In this project, I showcase preparing datasets for downstream analysis work; this specifically deals with wide datasets and getting them ready by making them follow the rules of a tidy dataset. For this project, I chose my own discussion item, world population data and projects.
Get table from MySQL server and get head of new DataFrame.
azuredb = dbConnect(MySQL(), user=params$dbuser, password=params$dbpass, dbname=params$dbname, host=params$dbhost)
pop <- dbGetQuery(azuredb,
"SELECT
*
FROM
world_population_data;")
head(pop)## MyUnknownColumn Rank country country_code 1980 2000
## 1 0 1 China CHN 982372466 1264099069
## 2 1 2 India IND 696828385 1059633675
## 3 2 3 United States USA 223140018 282398554
## 4 3 4 Indonesia IDN 148177096 214072421
## 5 4 5 Pakistan PAK 80624057 154369924
## 6 5 6 Nigeria NGA 72951439 122851984
## 2010 2021 2022 2030 2050 area landAreaKm
## 1 1348191368 1425893465 1425887337 1415605906 1312636325 9706961 9424703
## 2 1240613620 1407563842 1417173173 1514994080 1670490596 3287590 2973190
## 3 311182845 336997624 338289857 352162301 375391963 9372610 9147420
## 4 244016173 273753191 275501339 292150100 317225213 1904569 1877519
## 5 194454498 231402117 235824862 274029836 367808468 881912 770880
## 6 160952853 213401323 218541212 262580425 377459883 923768 910770
## growthRate worldPercentage density
## 1 0.0000 0.1788 151.2926
## 2 0.0068 0.1777 476.6507
## 3 0.0038 0.0424 36.9820
## 4 0.0064 0.0345 146.7369
## 5 0.0191 0.0296 305.9164
## 6 0.0241 0.0274 239.9521
As we can see, this is a wide df showing information for a single country over multiple years with a few unneeded columns. We’d like each row to be a single observation of population for a country. We should gather up these years that are columns, as they are values for ‘year’, not variable names. Then we can just select the variables we need for analysis.
pop <- pop %>%
pivot_longer(cols = `1980`:`2050`, names_to = "year", values_to = "population")

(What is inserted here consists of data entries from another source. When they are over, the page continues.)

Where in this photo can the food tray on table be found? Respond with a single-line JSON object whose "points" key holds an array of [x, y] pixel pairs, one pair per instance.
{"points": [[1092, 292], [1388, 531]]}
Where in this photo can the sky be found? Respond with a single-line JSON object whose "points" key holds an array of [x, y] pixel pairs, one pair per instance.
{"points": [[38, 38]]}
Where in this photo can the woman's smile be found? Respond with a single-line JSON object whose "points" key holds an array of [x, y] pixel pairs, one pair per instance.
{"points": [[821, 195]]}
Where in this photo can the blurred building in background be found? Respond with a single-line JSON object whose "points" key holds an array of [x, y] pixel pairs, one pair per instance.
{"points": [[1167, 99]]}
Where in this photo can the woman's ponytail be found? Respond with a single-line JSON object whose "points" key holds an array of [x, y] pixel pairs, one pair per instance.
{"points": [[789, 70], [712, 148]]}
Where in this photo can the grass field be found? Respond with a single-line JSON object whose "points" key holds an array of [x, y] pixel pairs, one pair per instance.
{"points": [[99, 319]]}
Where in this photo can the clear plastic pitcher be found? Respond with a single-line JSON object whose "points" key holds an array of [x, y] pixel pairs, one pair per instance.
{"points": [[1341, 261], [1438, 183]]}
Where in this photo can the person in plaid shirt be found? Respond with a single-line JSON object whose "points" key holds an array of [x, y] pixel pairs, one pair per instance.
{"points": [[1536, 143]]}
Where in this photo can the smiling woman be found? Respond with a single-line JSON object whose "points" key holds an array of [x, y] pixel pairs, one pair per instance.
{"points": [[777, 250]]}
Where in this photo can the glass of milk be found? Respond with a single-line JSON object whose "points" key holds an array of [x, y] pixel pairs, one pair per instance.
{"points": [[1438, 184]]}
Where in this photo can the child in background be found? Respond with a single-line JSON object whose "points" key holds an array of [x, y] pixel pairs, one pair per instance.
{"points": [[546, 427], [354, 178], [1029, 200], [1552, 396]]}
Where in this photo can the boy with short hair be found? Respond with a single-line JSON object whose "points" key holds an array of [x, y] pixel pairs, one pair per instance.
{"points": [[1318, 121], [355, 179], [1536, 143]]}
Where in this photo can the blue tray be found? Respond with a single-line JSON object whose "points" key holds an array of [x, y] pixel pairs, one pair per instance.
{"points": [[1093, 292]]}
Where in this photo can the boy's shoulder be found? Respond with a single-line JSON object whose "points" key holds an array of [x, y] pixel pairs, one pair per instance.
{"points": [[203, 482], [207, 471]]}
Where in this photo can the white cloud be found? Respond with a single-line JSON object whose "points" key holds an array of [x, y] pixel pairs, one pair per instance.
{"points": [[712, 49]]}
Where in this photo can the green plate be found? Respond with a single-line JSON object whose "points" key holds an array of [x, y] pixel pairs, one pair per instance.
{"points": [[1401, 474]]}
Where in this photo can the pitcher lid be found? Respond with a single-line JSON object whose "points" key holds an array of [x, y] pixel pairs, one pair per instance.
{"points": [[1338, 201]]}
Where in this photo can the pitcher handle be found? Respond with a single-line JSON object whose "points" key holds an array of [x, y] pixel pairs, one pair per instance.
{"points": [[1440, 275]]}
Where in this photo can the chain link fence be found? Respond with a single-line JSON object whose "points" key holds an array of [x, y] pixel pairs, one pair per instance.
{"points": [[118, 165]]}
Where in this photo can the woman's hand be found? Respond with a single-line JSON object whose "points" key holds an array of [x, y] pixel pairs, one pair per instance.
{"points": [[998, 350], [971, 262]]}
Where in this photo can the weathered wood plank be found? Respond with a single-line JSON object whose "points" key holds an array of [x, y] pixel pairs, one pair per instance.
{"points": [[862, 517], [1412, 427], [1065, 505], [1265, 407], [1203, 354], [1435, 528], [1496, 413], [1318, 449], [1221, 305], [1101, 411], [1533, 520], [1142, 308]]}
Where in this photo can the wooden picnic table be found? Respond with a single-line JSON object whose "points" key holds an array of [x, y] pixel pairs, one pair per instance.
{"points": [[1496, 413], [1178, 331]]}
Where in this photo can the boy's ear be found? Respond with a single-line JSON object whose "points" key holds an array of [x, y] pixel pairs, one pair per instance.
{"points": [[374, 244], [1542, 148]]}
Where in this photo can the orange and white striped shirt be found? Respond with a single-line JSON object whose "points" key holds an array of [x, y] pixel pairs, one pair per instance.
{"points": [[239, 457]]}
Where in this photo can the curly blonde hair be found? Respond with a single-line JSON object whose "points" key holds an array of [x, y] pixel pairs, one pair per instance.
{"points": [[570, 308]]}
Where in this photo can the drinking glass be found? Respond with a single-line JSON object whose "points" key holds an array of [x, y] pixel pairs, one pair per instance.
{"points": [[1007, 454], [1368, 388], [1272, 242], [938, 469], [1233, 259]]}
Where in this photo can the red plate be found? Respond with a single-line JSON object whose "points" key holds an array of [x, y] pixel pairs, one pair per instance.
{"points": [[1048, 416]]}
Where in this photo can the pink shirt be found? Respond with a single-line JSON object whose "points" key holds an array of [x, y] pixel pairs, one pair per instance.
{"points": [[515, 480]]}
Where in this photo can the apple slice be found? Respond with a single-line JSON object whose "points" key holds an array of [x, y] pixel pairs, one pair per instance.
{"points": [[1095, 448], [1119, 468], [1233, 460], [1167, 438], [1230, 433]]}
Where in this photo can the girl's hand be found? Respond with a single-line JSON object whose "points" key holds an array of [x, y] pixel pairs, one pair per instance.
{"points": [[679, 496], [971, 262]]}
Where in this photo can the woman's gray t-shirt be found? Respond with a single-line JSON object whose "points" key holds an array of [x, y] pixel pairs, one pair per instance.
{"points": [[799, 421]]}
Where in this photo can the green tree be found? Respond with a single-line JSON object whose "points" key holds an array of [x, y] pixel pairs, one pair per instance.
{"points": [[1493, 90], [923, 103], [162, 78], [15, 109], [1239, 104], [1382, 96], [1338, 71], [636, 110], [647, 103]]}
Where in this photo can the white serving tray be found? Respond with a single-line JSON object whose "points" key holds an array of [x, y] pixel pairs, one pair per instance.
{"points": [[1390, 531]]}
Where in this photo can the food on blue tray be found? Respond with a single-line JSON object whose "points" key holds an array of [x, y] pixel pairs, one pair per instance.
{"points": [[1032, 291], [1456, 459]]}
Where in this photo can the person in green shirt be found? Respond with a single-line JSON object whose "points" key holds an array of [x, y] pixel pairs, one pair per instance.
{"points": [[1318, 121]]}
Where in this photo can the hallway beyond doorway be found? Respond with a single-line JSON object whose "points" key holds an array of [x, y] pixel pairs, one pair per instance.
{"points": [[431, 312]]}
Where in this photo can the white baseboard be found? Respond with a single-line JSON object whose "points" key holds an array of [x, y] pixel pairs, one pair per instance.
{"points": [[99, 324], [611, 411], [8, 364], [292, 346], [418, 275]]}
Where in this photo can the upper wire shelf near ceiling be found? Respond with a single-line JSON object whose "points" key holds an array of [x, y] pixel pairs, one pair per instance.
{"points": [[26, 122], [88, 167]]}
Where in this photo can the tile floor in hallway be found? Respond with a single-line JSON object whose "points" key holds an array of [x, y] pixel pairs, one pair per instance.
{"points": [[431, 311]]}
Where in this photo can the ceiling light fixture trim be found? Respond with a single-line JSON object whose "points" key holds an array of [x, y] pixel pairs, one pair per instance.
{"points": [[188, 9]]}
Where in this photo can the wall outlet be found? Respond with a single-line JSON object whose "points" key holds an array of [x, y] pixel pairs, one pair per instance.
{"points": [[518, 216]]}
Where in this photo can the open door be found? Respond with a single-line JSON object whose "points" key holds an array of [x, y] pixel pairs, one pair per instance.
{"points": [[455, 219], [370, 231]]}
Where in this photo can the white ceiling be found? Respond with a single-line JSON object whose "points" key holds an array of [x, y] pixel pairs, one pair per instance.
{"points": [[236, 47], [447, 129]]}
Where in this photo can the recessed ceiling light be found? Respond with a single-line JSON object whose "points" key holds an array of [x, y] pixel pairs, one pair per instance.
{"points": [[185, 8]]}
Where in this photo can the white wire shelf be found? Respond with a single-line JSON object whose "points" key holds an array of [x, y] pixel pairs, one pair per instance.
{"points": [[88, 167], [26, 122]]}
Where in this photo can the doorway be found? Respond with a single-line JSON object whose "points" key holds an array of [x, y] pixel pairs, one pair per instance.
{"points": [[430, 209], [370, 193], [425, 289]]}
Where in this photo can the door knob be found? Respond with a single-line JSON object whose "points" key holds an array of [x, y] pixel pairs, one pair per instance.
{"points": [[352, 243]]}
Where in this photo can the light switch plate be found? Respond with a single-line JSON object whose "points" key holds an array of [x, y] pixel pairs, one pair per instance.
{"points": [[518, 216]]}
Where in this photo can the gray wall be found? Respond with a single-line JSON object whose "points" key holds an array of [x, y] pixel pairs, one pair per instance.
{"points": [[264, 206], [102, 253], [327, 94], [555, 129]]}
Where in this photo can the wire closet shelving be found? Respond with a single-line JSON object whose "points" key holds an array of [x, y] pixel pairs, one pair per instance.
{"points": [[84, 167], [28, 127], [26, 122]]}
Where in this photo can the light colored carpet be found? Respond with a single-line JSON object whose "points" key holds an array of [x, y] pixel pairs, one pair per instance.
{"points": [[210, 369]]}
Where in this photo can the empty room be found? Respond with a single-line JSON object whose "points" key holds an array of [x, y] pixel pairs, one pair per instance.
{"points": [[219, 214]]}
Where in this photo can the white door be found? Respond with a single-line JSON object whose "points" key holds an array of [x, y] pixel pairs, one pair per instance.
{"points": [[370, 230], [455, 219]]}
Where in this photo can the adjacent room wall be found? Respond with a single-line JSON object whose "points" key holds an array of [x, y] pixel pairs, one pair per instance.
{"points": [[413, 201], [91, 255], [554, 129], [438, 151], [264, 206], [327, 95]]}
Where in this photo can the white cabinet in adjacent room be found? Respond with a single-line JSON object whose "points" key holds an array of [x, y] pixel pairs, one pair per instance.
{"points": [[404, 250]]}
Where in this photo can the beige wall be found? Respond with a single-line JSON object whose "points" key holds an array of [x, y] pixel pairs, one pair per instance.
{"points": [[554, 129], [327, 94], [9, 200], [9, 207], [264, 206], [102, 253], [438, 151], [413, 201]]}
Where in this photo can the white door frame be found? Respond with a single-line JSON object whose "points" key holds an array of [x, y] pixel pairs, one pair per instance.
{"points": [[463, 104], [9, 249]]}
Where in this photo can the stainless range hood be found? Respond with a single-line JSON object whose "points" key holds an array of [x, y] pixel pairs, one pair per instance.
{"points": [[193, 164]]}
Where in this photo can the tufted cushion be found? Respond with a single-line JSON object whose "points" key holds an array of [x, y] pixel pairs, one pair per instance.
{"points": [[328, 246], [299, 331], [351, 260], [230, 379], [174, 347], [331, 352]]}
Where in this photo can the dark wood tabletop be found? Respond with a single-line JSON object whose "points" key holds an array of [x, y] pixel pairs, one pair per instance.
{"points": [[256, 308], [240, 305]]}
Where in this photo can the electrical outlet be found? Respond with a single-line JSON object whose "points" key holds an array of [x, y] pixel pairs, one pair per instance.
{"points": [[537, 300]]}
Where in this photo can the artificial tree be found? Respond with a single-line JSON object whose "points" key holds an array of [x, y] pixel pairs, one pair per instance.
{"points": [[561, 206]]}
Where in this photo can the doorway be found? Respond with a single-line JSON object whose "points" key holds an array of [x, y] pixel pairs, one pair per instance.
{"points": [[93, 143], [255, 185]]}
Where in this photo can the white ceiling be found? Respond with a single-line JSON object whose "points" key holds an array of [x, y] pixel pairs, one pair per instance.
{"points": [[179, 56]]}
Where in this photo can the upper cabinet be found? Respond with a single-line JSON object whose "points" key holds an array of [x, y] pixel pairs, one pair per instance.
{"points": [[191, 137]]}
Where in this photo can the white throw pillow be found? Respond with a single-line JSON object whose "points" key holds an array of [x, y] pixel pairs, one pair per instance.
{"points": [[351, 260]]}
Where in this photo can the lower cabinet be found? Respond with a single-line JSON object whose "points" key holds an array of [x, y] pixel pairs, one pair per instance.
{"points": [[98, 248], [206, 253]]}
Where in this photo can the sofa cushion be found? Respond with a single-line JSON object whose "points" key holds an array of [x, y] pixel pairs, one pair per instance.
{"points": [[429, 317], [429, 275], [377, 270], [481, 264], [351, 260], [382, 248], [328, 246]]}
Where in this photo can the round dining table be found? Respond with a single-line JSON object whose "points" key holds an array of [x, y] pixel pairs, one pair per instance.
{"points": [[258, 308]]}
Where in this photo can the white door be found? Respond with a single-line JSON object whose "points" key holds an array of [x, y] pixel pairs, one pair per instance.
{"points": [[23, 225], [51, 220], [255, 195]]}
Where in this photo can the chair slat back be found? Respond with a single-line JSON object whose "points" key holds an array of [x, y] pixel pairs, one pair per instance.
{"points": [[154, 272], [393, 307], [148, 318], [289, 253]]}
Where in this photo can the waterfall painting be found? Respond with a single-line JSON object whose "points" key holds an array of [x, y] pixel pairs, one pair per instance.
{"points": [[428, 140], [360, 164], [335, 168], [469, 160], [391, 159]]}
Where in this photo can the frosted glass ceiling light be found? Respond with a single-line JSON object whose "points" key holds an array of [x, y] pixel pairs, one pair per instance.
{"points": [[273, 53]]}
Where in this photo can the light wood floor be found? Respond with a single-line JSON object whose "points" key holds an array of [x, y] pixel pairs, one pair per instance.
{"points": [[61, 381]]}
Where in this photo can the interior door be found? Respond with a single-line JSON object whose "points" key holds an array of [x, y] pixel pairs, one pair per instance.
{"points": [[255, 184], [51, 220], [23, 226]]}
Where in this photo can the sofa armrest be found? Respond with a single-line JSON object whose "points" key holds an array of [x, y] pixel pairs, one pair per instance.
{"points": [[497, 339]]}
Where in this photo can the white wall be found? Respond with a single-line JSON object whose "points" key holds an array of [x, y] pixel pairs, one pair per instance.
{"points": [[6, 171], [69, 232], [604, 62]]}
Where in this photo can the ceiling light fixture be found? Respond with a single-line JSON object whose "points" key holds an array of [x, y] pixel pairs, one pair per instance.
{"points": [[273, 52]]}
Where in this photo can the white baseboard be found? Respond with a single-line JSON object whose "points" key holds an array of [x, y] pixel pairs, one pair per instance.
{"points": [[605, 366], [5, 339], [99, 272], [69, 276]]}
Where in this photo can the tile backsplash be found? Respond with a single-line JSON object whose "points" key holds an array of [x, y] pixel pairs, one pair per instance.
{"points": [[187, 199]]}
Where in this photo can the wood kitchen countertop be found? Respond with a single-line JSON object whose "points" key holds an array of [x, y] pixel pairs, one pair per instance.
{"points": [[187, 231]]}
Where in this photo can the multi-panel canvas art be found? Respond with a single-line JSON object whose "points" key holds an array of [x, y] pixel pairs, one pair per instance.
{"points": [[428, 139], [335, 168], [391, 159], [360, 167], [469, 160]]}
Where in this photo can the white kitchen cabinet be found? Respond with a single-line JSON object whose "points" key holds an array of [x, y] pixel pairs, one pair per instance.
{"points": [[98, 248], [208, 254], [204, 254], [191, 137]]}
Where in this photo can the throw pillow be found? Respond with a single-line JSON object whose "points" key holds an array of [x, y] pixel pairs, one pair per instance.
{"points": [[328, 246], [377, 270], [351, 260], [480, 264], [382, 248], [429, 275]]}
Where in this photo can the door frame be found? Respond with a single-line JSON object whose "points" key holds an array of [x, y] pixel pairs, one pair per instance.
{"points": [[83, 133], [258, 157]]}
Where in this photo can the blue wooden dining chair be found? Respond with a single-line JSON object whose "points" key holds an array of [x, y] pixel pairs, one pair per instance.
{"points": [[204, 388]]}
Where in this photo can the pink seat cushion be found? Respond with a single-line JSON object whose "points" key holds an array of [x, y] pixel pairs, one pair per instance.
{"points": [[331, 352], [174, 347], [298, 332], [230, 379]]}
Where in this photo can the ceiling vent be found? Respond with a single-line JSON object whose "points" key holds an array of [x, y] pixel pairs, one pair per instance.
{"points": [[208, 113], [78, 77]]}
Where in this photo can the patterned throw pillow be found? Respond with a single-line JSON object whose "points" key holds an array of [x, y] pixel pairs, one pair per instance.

pop <- pop[,c("country","year","population","landAreaKm","growthRate")]
head(pop)## # A tibble: 6 × 5
## country year population landAreaKm growthRate
## <chr> <chr> <dbl> <dbl> <dbl>
## 1 China 1980 982372466 9424703. 0
## 2 China 2000 1264099069 9424703. 0
## 3 China 2010 1348191368 9424703. 0
## 4 China 2021 1425893465 9424703. 0
## 5 China 2022 1425887337 9424703. 0
## 6 China 2030 1415605906 9424703. 0
pop_top <- head(pop,30)
ggplot(data = pop_top, mapping = aes(x = landAreaKm, y = population, color = country)) +
geom_point()
It looks like our big 5 nations are actually slowing down over time
regarding their pop growth.
Now, I’m curious if density has any correlation with growth…
pop_density <- mutate(pop, density = population/landAreaKm)
cor(pop_density$density, pop_density$growthRate)## [1] -0.0761573
ggplot(data = pop_density, mapping = aes(x = density, y = growthRate, color = country)) +
geom_point(show.legend = FALSE)It does appear that there is a decent enough negative correlation between population density and growth rate.